Posted by: Laura Aberle
Cloud Computing, Data Center
Against a backdrop of slow jobs growth and the acceleration of cloud computing, it’s tough to shake the long-standing fear that IT jobs may vanish into the ether.
I’ve experienced a similar worry: before working with online content, I started out in print book publishing. I also still have a storybook from my childhood, How a Book is Made, about a bunch of cats (I presume in a glamorous Manhattan office) meticulously laying out pages, copyediting with a red pen on paper and rushing hard copies to the manufacturer. Because of outsourcing, digital publishing and print-on-demand technology, those cats would be out of a job today—unless they let go of paper and learned how to design their book’s interior so that it looked (almost) as good on a Kindle Fire.
Cloud is changing the IT landscape in a similar way—so much so that the most vital skill for keeping your job seems to be adaptability.
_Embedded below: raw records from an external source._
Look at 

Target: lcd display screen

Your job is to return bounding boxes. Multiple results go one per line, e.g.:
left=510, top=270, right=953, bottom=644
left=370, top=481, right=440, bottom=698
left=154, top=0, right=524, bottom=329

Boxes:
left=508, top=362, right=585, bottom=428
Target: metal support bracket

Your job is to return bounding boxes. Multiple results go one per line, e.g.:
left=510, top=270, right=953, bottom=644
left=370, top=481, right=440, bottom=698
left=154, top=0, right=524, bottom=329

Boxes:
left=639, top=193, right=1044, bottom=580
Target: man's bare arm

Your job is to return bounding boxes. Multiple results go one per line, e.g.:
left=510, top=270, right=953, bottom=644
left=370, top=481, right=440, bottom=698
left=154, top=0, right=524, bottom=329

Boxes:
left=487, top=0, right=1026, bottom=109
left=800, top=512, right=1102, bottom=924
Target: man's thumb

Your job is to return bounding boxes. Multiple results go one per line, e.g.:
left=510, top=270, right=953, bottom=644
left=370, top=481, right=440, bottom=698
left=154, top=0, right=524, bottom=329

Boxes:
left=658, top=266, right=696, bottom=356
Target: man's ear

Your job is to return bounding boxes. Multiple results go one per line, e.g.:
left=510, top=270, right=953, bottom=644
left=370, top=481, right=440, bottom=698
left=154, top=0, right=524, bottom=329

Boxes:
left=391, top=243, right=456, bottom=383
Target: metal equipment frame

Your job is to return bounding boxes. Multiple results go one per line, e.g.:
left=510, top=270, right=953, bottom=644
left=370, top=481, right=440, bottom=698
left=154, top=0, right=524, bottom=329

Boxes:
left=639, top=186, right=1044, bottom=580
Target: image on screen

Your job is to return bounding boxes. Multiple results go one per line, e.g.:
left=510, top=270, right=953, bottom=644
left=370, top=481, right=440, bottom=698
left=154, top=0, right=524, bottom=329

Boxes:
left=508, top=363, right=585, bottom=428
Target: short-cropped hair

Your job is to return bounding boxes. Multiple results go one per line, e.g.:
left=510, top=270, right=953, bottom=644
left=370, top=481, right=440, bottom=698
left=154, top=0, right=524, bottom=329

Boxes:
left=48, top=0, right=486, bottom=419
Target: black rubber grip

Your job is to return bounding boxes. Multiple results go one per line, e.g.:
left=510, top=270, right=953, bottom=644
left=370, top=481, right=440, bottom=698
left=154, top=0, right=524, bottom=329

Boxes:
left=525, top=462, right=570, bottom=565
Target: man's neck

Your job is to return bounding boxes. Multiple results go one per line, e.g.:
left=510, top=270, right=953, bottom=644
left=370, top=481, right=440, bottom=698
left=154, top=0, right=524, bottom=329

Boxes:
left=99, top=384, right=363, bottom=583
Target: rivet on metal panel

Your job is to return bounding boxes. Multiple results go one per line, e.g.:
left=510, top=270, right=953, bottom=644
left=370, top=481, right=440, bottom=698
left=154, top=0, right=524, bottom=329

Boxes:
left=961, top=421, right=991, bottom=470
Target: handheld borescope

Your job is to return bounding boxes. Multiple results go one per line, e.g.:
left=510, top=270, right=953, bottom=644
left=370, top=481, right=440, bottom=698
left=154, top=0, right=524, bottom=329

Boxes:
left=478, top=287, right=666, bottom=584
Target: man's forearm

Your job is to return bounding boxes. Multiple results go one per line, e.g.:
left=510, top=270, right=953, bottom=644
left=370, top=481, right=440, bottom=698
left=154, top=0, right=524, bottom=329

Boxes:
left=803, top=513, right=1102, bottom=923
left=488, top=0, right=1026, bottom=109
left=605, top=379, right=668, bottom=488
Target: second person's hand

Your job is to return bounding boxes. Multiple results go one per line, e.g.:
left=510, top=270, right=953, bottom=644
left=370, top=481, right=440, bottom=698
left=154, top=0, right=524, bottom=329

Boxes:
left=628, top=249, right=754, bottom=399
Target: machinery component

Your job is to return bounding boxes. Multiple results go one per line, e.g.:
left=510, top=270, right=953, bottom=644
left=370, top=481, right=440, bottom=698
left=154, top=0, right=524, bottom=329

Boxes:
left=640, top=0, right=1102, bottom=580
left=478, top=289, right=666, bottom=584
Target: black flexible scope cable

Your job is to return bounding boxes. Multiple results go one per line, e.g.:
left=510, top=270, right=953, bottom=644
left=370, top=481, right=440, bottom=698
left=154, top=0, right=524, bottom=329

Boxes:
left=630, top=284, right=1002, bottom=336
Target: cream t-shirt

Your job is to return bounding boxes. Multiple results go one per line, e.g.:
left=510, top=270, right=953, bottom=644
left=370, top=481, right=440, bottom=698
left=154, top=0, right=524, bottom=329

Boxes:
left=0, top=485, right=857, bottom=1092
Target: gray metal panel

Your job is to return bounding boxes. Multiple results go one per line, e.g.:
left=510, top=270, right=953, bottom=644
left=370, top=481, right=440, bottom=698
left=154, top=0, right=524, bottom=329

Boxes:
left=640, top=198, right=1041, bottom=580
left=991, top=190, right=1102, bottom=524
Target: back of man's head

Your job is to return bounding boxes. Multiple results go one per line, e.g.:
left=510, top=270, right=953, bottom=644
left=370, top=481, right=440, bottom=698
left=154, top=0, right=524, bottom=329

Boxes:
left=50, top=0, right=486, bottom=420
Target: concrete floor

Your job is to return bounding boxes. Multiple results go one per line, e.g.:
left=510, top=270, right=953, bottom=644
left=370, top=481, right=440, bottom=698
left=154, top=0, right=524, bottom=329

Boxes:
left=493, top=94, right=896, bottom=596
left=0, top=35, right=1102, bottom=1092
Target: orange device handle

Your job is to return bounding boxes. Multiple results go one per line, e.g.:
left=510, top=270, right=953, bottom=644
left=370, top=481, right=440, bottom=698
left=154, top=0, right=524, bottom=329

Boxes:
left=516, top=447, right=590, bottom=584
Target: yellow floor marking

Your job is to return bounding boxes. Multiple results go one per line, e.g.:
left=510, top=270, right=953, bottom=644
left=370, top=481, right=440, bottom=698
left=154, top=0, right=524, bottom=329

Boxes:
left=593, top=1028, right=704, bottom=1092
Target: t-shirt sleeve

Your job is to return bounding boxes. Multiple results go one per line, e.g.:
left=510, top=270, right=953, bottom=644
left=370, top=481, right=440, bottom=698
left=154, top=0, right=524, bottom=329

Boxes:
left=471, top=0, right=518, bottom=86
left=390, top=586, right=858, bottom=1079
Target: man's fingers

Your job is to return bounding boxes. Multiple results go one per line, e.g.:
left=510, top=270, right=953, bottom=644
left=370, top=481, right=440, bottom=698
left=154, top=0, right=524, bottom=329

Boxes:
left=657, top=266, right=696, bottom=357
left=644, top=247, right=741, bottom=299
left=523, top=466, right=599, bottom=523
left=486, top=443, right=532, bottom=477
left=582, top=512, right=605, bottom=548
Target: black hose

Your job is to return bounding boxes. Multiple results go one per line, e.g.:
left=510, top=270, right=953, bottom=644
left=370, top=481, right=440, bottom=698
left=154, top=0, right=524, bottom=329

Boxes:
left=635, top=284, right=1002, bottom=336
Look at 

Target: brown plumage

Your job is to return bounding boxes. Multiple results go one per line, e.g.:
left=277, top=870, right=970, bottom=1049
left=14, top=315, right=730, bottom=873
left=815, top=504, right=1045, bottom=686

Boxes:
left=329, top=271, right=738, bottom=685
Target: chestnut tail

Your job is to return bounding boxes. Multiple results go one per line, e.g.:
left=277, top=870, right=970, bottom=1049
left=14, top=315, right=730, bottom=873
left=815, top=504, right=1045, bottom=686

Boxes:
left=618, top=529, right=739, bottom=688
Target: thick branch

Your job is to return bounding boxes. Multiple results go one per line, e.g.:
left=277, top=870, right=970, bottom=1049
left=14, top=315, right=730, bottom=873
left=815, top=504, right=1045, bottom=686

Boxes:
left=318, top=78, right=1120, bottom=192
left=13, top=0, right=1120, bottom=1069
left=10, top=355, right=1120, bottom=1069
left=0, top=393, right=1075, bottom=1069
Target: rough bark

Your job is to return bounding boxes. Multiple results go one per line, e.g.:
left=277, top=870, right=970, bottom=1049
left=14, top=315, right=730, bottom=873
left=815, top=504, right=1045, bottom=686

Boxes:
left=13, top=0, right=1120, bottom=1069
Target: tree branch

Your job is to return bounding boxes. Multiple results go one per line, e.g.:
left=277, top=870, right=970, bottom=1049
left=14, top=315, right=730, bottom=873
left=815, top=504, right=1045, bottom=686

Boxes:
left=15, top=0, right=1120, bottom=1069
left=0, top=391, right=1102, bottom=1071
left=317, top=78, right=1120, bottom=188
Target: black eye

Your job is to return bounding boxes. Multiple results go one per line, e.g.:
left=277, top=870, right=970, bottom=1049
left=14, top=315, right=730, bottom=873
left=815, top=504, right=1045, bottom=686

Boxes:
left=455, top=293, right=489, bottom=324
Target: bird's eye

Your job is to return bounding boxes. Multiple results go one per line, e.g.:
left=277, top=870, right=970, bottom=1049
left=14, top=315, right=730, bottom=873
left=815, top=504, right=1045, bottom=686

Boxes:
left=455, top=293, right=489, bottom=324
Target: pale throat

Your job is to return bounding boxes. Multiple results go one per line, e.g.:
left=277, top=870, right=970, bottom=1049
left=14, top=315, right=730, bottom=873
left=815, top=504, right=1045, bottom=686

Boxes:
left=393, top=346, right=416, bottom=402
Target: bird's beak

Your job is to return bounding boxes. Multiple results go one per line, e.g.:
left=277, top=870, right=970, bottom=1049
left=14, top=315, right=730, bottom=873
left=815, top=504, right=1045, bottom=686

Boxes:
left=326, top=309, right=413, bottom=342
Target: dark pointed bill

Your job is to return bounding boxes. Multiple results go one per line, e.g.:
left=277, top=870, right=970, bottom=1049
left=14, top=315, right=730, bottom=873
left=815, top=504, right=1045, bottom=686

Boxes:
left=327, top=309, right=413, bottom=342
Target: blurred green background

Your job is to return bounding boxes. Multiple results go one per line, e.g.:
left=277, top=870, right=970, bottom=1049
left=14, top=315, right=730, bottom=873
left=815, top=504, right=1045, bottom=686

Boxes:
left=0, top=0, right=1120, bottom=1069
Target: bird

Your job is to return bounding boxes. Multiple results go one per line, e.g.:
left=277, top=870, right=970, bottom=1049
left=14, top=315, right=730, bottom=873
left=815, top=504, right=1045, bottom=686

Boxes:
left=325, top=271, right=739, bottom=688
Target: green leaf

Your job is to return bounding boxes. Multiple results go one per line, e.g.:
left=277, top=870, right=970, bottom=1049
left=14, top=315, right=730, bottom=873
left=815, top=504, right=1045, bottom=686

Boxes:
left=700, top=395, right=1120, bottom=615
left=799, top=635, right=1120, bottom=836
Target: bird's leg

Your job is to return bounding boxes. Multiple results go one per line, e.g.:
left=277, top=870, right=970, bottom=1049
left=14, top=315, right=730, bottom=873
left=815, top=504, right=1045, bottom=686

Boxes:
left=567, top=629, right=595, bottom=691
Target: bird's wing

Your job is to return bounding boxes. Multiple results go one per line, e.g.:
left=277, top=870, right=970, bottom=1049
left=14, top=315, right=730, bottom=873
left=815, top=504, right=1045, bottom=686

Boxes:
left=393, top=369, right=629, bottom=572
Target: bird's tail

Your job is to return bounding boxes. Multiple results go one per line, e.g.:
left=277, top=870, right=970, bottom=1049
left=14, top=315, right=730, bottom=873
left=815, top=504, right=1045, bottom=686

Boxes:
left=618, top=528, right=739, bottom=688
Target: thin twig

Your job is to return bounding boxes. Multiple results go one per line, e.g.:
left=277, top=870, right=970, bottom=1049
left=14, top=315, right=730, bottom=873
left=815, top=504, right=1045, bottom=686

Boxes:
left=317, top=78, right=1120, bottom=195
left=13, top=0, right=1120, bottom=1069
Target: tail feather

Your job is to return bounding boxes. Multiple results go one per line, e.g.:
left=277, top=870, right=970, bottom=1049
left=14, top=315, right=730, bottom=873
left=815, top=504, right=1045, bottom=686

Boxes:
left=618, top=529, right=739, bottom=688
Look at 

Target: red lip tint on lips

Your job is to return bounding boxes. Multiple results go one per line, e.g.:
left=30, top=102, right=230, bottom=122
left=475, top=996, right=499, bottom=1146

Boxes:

Eighty-six percent of respondents to TechTarget’s 2012 IT Priorities Survey considered cloud projects a strong priority in 2012, and according to research from IDC, cloud computing is estimated to create 14 million jobs by 2015—but the real question is, will those jobs be in IT?
The worry, explained well in this recent article, is that companies will use any cloud-generated savings for business initiatives and end up hiring sales and marketing professionals rather than growing their IT department. The geographical location of the jobs is another consideration—14 million isn’t a huge number when spread across the globe, with 2 million jobs cropping up in India alone, and possibly only 1.1 million in the U.S.
However, adapting your skills and gaining an understanding of cloud architecture and business planning could be the key to keeping a position in IT. “If you can’t beat ‘em, join ‘em,” said Alex Barrett in this month’s MI cover story on cloud computing
The cloud is sticking around, so in order to remain part of the work force, IT pros may need to shift from hands-on work with servers and hardware to more conceptual tasks related to planning, management and cloud architecture.
And there are areas that should be affected in a particularly positive way by the movement to cloud computing. For example, new concerns related to compliance, audits and hackers open windows for security professionals looking to hold onto or grab positions.
Although our work is increasingly abstract and globalized, services still need to be delivered, and there are jobs to be found for those willing to continually adapt.
My Kindle may be gathering dust in the corner, but I can’t deny the unstoppable cost-savings and accessibility of e-books and online publishing. In the end, we’re still reading today and will be tomorrow—it’s just the paper and the paper-pushers that have transformed.